Pick of the Week: Enemy at the GatesReviewed by Ivana Redwine
Tagline: "Some Men Are Born To Be Heroes."Length: 131 minutes
MPAA Rating: R for strong graphic war violence and some sexuality.
Early on in Enemy at the Gates, we're shown a map of Europe with Germany colored brown overprinted with a large black swastika and the Soviet Union colored red overprinted with a large white hammer and sickle. Then the brown starts to spread over most of the map as a voice intones, "Autumn, 1942. Europe lies crushed beneath the Nazi jackboot. The German Third Reich is at the height of its power. Hitler's armies are charging through the heart of the Soviet Union towards the oil fields of Asia. One last obstacle remains: the city on the Volga where the fate of the world is being decided -- Stalingrad." From this point on, we're in for an old-fashioned World War II story with exciting action sequences, a heavy-handed musical score, and a legendary hero.
We're soon shown a harrowing combat sequence where the desperate Soviets throw everything they have into the defense of Stalingrad. But the Soviets don't even have enough rifles to issue one to each soldier, so they issue as many as they can and send all the soldiers into combat with the instructions: "The one with the rifle shoots. The one without, follows him. When the one with the rifle gets killed, the one who is following picks up the rifle and shoots." The Soviet troops are slaughtered when they charge the Germans, but when some of them try to retreat, they're shot by their own officers.

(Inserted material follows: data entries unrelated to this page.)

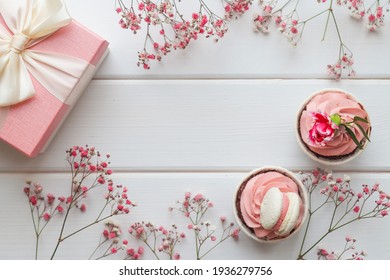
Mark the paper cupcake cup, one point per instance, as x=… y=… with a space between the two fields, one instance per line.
x=329 y=160
x=237 y=197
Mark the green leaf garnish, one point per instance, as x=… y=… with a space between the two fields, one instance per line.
x=353 y=136
x=363 y=131
x=336 y=119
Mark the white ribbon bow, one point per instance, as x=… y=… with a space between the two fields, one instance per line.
x=28 y=23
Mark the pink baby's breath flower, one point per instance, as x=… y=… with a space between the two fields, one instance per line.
x=83 y=208
x=198 y=198
x=176 y=256
x=46 y=216
x=114 y=250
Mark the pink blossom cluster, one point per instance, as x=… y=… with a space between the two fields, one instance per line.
x=111 y=237
x=168 y=29
x=339 y=191
x=44 y=206
x=349 y=246
x=89 y=171
x=194 y=208
x=343 y=64
x=323 y=129
x=158 y=239
x=285 y=15
x=345 y=205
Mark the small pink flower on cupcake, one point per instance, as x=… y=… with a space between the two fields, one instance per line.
x=323 y=129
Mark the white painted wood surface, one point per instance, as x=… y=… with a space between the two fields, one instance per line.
x=198 y=122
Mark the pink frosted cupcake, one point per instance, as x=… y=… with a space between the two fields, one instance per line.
x=270 y=204
x=333 y=127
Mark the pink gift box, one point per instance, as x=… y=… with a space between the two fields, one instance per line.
x=29 y=126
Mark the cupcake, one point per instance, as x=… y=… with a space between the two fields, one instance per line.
x=270 y=204
x=333 y=127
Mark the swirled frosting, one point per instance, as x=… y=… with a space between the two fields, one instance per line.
x=333 y=102
x=270 y=204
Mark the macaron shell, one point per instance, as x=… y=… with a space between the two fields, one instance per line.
x=271 y=208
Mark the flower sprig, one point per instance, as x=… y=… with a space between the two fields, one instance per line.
x=285 y=14
x=167 y=28
x=89 y=171
x=326 y=127
x=194 y=208
x=165 y=241
x=349 y=246
x=343 y=203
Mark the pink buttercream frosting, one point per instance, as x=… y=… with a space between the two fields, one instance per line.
x=252 y=198
x=329 y=103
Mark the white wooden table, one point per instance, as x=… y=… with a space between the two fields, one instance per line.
x=198 y=122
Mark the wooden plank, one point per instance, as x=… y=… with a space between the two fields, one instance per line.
x=242 y=53
x=154 y=193
x=216 y=125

In the chaos of battle, two Soviet soldiers wind up in a large, ornate fountain in the city center. One of these is Sergeant Vassili Zaitsev (Jude Law), a former shepherd who is extraordinarily proficient with a rifle since he grew up in the Urals shooting wolves. The other is an idealistic political officer named Danilov (Joseph Fiennes), a gifted public relations man whose combat skills are minimal. Danilov watches as Vassili kills five Germans, and the two Russians are able to get back to the Soviet lines safely.
Meanwhile, ruthless Soviet dictator Joseph Stalin is determined to hold Stalingrad at all costs, partly because of its strategic importance, but also for psychological reasons: The city has been named after him. Stalin's envoy Nikita Khrushchev (Bob Hoskins) comes to Stalingrad and warns a group of Soviet political officers, "If the Germans capture this city, the entire country will collapse." Khrushchev demands suggestions as to how to motivate Soviet troops to stand up to the Germans, and Danilov proposes, "What we need are heroes." "Do you know any heroes around here?" asks Khrushchev, to which Danilov replies, "Yes, Comrade, I know one."
With Khrushchev's support, Danilov uses newspapers and radio to make Vassili a national hero. Vassili is transferred to a sniper unit, where he rattles German nerves by gradually picking off dozens of their officers in Stalingrad. Soon Vassili has to answer boxes of fan mail, but his writing skills are so limited that his responses are dictated by the wordsmith Danilov.